A DUNDEE mosque and Islamic cultural centre is to improve its sec-urity by installing CCTV after an attack on the site of a proposed mosque in Perth.
Troublemakers also hurled abuse at mosque staff in Dundee via an intercom link, and CCTV could help to catch similar abusers in future. The Scottish Islamic and Cultural Centre, also known as Jam’i Mosque Bilal, is one of the three centres and places of worship for the Muslim community in Dundee.
The building in Dyra Street was converted to a mosque and The Scottish Islamic and Cultural Centre in December 1996.
Safety concerns have grown following the increase in attacks on mosques and those attending them across Britain, but the planning application for the CCTV cameras follows a disturbing incident in the nearby city of Perth last September.
Racist vandals sprayed anti-Muslim graffiti at a site secured by the Perth Islamic Society for its new place of worship — the words “No Muslims” were painted over a sign on Jeanfield Road where the Society hopes to build a £1 million mosque.
The Scottish Defence League also organised a protest in Perth against the new mosque but the neo-fascist group were far outnumbered by those protesting against them.
The Dundee application states the CCTV is necessary for the premises “to increase the security and safety of mosque attendees.”
The application added: “This proposal is in response to recent attacks outside British mosques.”
Police across the UK recorded 110 hate crimes directed at Muslim places of worship between March and July 2017, more than double the 47 reports in the same six-month period in 2016.
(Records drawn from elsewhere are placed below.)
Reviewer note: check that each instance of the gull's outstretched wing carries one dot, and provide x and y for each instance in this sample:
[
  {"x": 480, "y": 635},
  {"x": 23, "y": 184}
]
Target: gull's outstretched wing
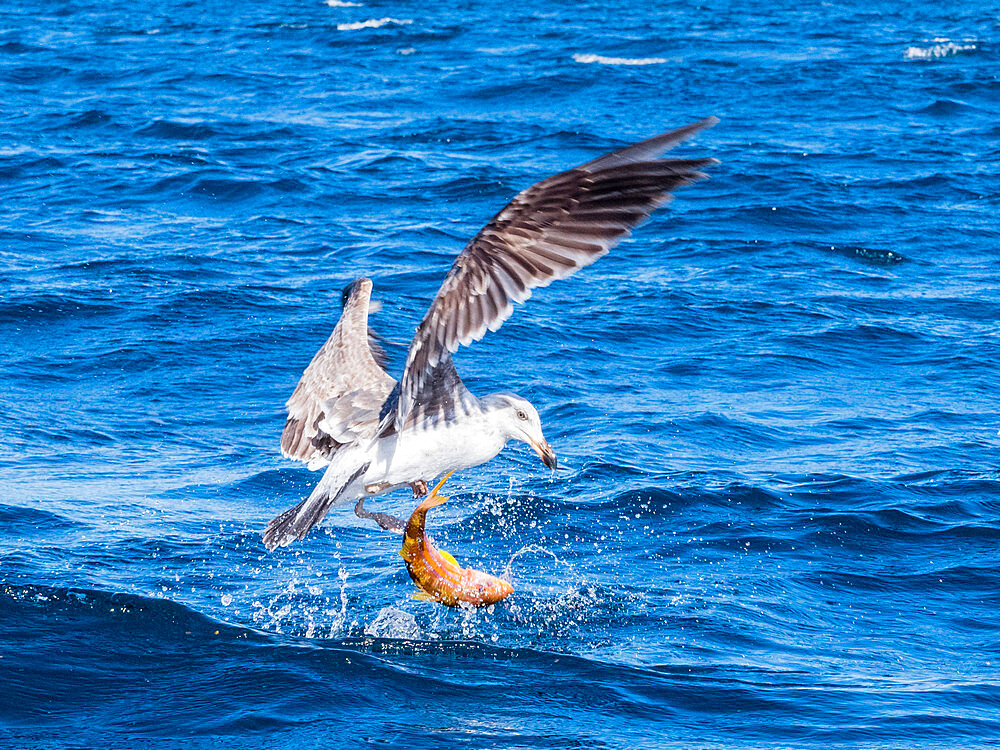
[
  {"x": 341, "y": 392},
  {"x": 546, "y": 233}
]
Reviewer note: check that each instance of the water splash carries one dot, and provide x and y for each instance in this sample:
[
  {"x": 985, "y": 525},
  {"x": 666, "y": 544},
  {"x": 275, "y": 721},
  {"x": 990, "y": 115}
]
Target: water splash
[{"x": 394, "y": 623}]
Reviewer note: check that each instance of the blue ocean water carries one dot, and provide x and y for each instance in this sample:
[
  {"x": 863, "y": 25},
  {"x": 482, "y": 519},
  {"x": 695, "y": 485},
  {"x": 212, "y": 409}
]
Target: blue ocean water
[{"x": 776, "y": 522}]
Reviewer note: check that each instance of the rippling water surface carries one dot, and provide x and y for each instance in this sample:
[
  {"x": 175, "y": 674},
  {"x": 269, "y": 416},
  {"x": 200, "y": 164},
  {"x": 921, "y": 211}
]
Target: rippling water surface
[{"x": 777, "y": 518}]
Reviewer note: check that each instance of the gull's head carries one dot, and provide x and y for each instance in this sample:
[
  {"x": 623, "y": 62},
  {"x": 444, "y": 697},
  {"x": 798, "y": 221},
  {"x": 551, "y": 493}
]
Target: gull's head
[{"x": 519, "y": 420}]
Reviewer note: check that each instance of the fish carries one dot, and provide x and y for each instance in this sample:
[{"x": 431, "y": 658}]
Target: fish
[{"x": 437, "y": 574}]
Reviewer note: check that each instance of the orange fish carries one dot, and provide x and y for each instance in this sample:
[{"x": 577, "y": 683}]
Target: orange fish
[{"x": 437, "y": 574}]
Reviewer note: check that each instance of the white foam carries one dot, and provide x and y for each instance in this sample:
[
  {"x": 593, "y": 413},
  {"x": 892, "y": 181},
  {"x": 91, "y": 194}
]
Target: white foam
[
  {"x": 944, "y": 48},
  {"x": 602, "y": 60},
  {"x": 373, "y": 23}
]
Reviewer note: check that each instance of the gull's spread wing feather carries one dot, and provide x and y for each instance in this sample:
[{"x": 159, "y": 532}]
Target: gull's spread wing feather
[
  {"x": 341, "y": 392},
  {"x": 547, "y": 232}
]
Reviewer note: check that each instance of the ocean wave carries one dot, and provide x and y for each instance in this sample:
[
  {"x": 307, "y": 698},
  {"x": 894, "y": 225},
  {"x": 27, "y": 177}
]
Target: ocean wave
[
  {"x": 373, "y": 23},
  {"x": 942, "y": 48},
  {"x": 602, "y": 60}
]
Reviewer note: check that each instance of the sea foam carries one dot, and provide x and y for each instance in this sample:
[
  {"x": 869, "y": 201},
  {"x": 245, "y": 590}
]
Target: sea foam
[
  {"x": 942, "y": 48},
  {"x": 373, "y": 23}
]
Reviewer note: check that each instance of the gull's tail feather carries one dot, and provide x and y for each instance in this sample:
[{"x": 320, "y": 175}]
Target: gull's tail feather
[{"x": 295, "y": 522}]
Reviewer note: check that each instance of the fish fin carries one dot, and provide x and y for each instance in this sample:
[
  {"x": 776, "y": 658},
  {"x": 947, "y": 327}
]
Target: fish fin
[{"x": 447, "y": 556}]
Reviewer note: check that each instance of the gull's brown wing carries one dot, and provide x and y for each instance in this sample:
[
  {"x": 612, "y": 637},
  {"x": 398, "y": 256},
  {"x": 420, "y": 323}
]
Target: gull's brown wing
[
  {"x": 341, "y": 392},
  {"x": 546, "y": 233}
]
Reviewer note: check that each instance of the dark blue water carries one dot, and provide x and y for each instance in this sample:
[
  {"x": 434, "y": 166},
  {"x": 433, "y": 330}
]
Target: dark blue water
[{"x": 777, "y": 406}]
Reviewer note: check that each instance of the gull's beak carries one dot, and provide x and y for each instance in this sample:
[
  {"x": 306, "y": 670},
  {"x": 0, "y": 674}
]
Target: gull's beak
[{"x": 547, "y": 455}]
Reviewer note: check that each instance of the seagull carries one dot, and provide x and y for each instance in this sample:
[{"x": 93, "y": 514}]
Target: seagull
[{"x": 376, "y": 434}]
A trustee for the Dundee centre, Mahmud Salwar Rathor, told a local newspaper centre staff had already been subjected to abuse through the intercom. He said: “The installation of the cameras is entirely for the safety of the community.”
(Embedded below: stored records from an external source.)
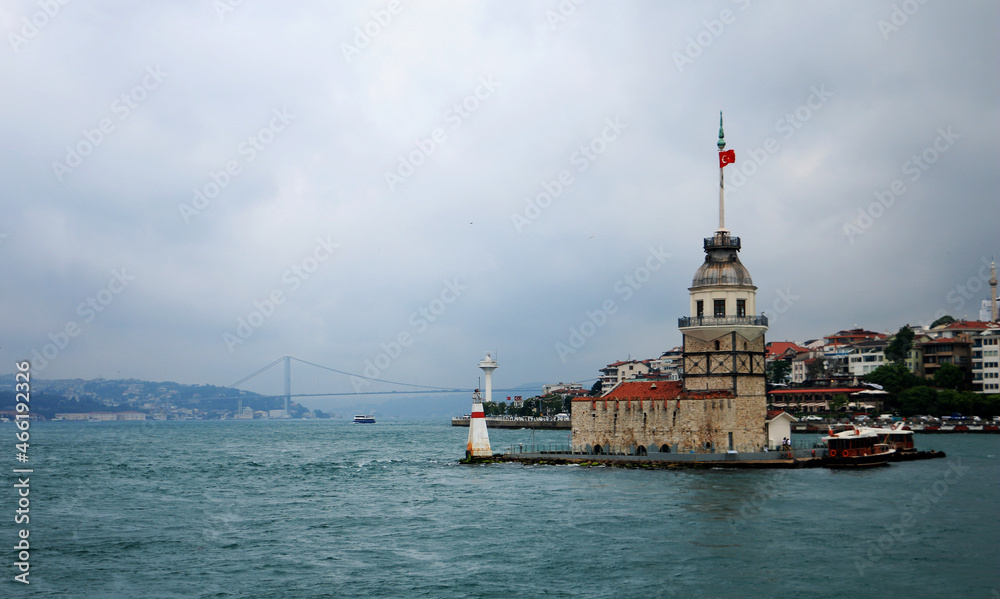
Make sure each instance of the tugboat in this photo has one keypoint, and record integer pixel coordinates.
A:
(895, 437)
(855, 448)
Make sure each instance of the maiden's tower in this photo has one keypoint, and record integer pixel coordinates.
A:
(720, 404)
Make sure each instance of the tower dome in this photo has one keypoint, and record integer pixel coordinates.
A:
(722, 264)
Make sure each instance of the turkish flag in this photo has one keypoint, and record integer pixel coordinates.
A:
(727, 157)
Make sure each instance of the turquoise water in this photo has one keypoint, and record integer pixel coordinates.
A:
(314, 509)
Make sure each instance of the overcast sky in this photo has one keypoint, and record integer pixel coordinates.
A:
(192, 189)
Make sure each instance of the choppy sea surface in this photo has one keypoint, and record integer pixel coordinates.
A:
(330, 509)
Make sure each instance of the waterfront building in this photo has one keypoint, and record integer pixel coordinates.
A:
(562, 388)
(670, 364)
(815, 399)
(612, 374)
(986, 362)
(779, 426)
(956, 350)
(720, 402)
(866, 356)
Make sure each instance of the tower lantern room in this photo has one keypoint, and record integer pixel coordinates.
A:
(723, 336)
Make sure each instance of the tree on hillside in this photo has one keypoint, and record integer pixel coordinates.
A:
(943, 320)
(900, 345)
(893, 377)
(918, 400)
(816, 369)
(948, 376)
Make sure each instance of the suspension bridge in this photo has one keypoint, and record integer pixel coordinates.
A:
(356, 381)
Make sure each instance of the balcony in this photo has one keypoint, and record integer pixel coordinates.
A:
(722, 240)
(706, 321)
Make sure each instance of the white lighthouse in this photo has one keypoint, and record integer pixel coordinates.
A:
(479, 439)
(488, 365)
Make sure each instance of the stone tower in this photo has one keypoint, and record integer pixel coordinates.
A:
(993, 291)
(724, 336)
(721, 404)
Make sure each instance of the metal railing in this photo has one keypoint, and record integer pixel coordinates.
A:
(699, 321)
(722, 241)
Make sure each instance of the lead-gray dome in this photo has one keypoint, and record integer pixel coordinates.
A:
(722, 267)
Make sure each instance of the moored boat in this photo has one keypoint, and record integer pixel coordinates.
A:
(855, 448)
(897, 437)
Bashir Chohan, chairman of the Dundee Islamic Society, told the same newspaper: “The reality is the authorities cannot be there all the time. ‘At least with the security cameras there would be some sort evidence there to catch the culprits.”
Darren Osborne, 48, is currently on trial at Woolwich Crown Court in London charged with murdering one person and injuring nine others by driving a van into a crowd of worshippers outside Finsbury Park Mosque last July.
CCTV footage has featured extensively in the trial.